Automated 3D-image based tracking system
A high-speed stereovision camera (G3 Evo 3, TYZX®) was fixed on the top
of a beehive (10-frame Dadant type) to track the flights of bees and
hornets at the beehive entrance (Figure 1a ). A controller
laptop was used to schedule the recordings and to encode the raw RGB-D
videos before being dumped on a NAS (Network Attached Storage). Video
surveillance was deemed as a robust and effective method to measure the
exact number of honey bees at the entrance of the colony. The
experimental beehive was located nearby the town of La Rochelle (France)

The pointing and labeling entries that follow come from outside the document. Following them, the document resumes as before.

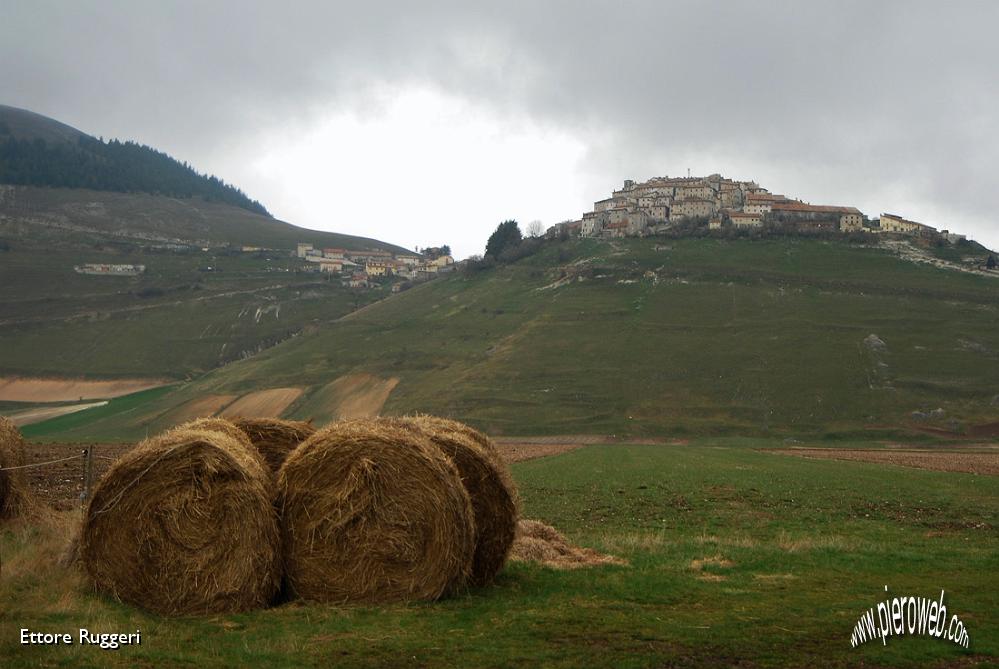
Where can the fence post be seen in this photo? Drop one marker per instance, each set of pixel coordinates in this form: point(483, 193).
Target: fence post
point(88, 470)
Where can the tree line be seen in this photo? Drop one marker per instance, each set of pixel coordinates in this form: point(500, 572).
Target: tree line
point(124, 167)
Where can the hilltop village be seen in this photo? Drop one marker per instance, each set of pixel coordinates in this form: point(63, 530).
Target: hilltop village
point(359, 269)
point(717, 203)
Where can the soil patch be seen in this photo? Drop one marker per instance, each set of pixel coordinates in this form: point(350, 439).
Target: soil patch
point(351, 396)
point(512, 451)
point(60, 484)
point(951, 461)
point(201, 407)
point(39, 414)
point(269, 403)
point(27, 389)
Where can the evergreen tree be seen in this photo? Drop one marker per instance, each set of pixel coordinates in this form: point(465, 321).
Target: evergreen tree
point(507, 235)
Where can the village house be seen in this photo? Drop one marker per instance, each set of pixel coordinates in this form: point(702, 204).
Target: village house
point(691, 207)
point(897, 224)
point(378, 267)
point(616, 229)
point(815, 216)
point(695, 191)
point(761, 202)
point(358, 280)
point(746, 219)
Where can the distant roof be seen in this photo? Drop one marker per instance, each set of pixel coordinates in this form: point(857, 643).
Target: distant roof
point(817, 208)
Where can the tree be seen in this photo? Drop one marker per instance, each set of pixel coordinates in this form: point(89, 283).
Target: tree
point(507, 235)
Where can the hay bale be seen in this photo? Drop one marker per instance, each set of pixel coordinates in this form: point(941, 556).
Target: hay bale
point(275, 438)
point(221, 425)
point(490, 489)
point(185, 523)
point(541, 543)
point(13, 484)
point(372, 512)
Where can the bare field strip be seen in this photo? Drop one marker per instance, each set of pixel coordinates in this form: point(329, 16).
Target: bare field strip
point(208, 405)
point(37, 415)
point(27, 389)
point(269, 403)
point(986, 464)
point(356, 395)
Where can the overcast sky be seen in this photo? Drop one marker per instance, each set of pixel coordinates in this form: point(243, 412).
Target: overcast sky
point(424, 123)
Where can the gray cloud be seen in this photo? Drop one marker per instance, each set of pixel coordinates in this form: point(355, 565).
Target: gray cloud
point(888, 105)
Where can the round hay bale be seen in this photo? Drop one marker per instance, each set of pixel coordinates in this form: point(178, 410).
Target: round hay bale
point(490, 489)
point(372, 512)
point(275, 438)
point(220, 425)
point(185, 524)
point(13, 486)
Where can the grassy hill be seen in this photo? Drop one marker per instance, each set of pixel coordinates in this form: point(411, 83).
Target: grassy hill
point(191, 311)
point(633, 337)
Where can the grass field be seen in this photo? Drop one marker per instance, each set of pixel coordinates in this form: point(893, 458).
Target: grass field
point(738, 557)
point(706, 336)
point(175, 321)
point(191, 311)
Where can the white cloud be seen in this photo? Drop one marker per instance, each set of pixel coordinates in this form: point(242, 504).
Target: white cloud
point(416, 167)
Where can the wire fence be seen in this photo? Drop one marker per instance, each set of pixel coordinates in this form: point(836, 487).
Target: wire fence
point(50, 462)
point(87, 455)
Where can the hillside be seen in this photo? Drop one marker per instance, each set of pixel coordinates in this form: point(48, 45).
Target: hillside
point(39, 151)
point(635, 337)
point(201, 301)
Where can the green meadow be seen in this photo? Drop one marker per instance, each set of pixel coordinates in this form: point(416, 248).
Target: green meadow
point(737, 557)
point(644, 338)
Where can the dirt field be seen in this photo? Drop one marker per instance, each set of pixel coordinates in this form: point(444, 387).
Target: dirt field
point(355, 396)
point(263, 403)
point(951, 461)
point(208, 405)
point(513, 451)
point(61, 484)
point(44, 413)
point(18, 389)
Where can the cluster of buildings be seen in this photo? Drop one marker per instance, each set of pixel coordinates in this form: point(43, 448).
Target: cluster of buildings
point(358, 269)
point(639, 209)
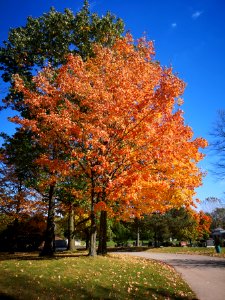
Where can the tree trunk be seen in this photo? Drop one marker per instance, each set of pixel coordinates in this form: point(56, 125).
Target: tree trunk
point(87, 233)
point(93, 233)
point(137, 232)
point(49, 247)
point(71, 239)
point(102, 246)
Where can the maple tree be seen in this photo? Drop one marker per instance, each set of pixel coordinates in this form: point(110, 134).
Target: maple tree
point(48, 39)
point(114, 116)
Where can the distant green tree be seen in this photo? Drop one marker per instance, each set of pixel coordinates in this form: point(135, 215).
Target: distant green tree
point(218, 218)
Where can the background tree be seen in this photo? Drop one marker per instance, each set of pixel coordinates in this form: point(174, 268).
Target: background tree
point(218, 218)
point(218, 144)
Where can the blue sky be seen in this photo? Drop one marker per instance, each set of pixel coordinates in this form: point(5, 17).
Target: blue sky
point(188, 34)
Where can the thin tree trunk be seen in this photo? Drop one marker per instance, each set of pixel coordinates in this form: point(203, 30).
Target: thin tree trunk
point(49, 244)
point(71, 239)
point(87, 233)
point(93, 233)
point(137, 232)
point(93, 230)
point(102, 246)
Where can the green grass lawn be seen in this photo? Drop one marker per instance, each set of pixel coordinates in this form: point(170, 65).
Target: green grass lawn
point(77, 276)
point(190, 250)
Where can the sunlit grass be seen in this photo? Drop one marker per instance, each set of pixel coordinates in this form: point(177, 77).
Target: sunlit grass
point(81, 277)
point(190, 250)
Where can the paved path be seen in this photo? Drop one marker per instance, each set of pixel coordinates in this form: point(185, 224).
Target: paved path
point(204, 274)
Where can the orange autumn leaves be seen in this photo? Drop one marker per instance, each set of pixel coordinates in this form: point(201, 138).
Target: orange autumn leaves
point(114, 117)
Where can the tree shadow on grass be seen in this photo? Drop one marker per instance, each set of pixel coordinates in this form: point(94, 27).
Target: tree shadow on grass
point(24, 288)
point(36, 256)
point(4, 296)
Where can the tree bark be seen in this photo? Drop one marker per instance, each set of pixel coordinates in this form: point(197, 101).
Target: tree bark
point(71, 239)
point(49, 247)
point(137, 232)
point(93, 233)
point(102, 246)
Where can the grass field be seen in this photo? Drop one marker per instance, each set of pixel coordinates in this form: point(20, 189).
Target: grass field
point(70, 276)
point(190, 250)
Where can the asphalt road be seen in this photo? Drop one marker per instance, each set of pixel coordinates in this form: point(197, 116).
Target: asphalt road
point(204, 274)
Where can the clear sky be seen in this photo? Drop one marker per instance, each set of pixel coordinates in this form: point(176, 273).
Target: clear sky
point(188, 34)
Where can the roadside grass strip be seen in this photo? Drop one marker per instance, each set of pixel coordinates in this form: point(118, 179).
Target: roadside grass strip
point(77, 276)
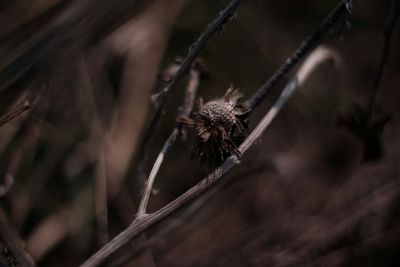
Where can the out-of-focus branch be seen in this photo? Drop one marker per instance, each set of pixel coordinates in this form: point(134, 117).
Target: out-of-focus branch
point(141, 223)
point(391, 22)
point(340, 11)
point(15, 112)
point(12, 252)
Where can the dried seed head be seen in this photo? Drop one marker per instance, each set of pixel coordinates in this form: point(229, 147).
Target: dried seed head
point(220, 124)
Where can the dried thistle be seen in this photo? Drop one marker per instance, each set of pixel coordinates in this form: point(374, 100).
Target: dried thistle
point(220, 125)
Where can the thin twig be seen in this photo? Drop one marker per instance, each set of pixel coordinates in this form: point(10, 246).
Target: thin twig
point(194, 50)
point(15, 112)
point(339, 12)
point(190, 96)
point(142, 223)
point(385, 52)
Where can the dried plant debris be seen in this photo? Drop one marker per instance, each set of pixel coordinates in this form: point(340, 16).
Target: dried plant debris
point(368, 130)
point(220, 126)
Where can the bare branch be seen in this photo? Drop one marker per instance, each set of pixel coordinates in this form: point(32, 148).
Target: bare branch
point(190, 96)
point(141, 223)
point(194, 50)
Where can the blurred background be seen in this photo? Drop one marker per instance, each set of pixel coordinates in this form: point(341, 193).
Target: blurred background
point(309, 193)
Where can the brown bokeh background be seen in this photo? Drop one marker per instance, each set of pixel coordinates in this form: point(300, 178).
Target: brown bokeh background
point(304, 195)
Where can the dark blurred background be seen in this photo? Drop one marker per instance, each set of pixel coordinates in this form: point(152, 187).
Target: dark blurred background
point(305, 195)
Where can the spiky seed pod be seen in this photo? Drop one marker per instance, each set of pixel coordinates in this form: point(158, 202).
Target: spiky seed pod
point(220, 125)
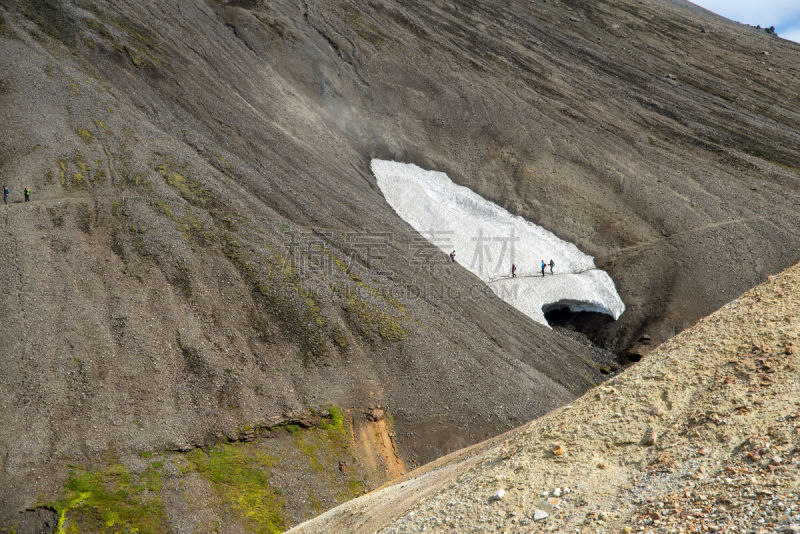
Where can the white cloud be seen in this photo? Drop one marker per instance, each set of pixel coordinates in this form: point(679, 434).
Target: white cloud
point(764, 12)
point(792, 33)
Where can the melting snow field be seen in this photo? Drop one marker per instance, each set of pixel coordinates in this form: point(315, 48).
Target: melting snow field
point(488, 239)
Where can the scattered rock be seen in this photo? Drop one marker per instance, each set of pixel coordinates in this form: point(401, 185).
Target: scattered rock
point(376, 414)
point(649, 437)
point(498, 496)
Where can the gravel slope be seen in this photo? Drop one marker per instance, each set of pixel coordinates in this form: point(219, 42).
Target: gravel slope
point(701, 436)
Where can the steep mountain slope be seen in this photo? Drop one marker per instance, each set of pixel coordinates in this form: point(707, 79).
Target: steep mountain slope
point(699, 436)
point(206, 250)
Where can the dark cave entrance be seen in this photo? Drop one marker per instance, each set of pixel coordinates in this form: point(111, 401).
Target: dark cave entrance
point(576, 320)
point(571, 316)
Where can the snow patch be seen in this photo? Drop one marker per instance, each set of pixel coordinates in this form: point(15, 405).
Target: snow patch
point(488, 239)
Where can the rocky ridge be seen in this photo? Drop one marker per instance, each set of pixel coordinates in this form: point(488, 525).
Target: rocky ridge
point(700, 436)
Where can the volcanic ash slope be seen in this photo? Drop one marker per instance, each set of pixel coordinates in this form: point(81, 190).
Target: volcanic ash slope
point(701, 435)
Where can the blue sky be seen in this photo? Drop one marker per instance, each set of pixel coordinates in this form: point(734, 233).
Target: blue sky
point(783, 14)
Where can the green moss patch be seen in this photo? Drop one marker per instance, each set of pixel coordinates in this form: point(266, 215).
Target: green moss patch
point(239, 474)
point(371, 320)
point(112, 500)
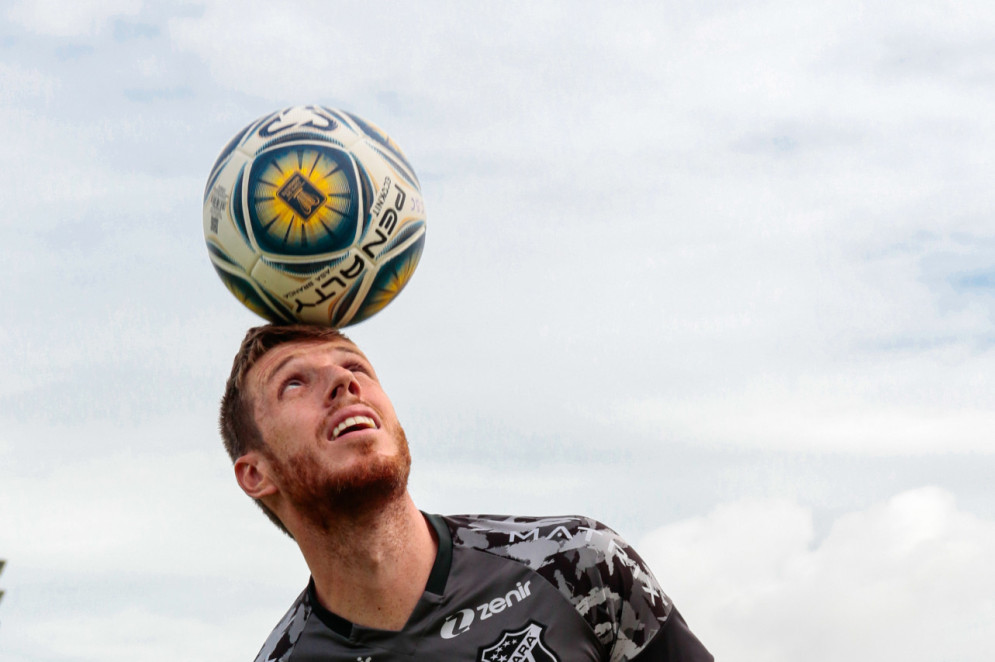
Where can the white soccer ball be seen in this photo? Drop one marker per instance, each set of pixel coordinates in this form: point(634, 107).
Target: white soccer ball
point(313, 214)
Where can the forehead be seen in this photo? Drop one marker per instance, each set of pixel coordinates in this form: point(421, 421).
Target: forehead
point(270, 363)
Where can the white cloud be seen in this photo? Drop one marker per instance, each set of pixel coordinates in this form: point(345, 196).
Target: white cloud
point(907, 579)
point(60, 18)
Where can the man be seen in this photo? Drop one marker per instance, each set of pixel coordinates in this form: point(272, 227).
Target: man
point(315, 441)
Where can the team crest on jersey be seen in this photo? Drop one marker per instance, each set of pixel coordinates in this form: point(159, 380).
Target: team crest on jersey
point(523, 645)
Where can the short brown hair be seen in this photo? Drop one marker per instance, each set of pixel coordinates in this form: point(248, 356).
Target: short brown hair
point(237, 421)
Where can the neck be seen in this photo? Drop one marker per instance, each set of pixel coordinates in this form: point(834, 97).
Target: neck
point(371, 568)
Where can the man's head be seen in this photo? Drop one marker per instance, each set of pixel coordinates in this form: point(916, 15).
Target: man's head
point(308, 426)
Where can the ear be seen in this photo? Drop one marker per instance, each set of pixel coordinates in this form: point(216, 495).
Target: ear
point(252, 472)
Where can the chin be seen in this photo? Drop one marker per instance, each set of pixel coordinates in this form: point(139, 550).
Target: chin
point(368, 484)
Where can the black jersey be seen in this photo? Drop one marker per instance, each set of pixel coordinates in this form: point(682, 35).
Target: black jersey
point(509, 589)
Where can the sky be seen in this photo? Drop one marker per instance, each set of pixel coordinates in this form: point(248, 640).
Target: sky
point(719, 274)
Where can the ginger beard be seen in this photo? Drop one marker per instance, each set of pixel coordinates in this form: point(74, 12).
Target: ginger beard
point(323, 498)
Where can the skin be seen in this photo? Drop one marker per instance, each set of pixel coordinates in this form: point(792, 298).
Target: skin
point(344, 499)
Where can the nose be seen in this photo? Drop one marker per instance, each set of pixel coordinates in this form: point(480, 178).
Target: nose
point(343, 382)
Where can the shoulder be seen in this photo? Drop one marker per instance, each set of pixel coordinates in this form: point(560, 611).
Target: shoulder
point(587, 562)
point(280, 644)
point(529, 539)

(46°8’N, 1°8’W), 200 km from where the Asian hornet was first spotted in
2004 (Haxaire et al., 2006; Villemant et al., 2011). The video
surveillance was carried out from October 16th to
October 25th 2015. In this oceanic climate, the
ambient temperature ranged between 6°C and 17°C, wind speed ranged
between 11km.h-1 and 39km.h-1, and
the relative humidity ranged between 65 and 82%. Video
tracking was performed from 9am to 6pm over 10 consecutive days,
providing a total of 90 hours of recorded activity, corresponding to
more than a terabyte of compressed data (i.e. RGB-D videos above 50
fps). The monitored beehive was isolated in the apiary (i.e. no other
beehives in a 300m radius) in order to ensure that all observed
trajectories belonged to the target hive. The stereovision camera was
placed 50 cm above the flight board of the beehive to ensure the
non-trivial trade-off between the device intrusiveness (no nearby source
of disturbance), the image definition (at least 8 pixels per bee on the
flight board) and the observed volume (that must include the 50 cm wide
flight board). The Western honey bees (Apis mellifera ) were not
bred from any particular genetic strain, while the native populations
are Apis mellifera melliefra in the region (Requier et al., 2019b) with
common hybridization towards A. mellifera mellifera ×caucasica (Requier et al., 2017). The Asian hornet is present in
high abundance in the region since 15 years (Rome and Villemant, 2022).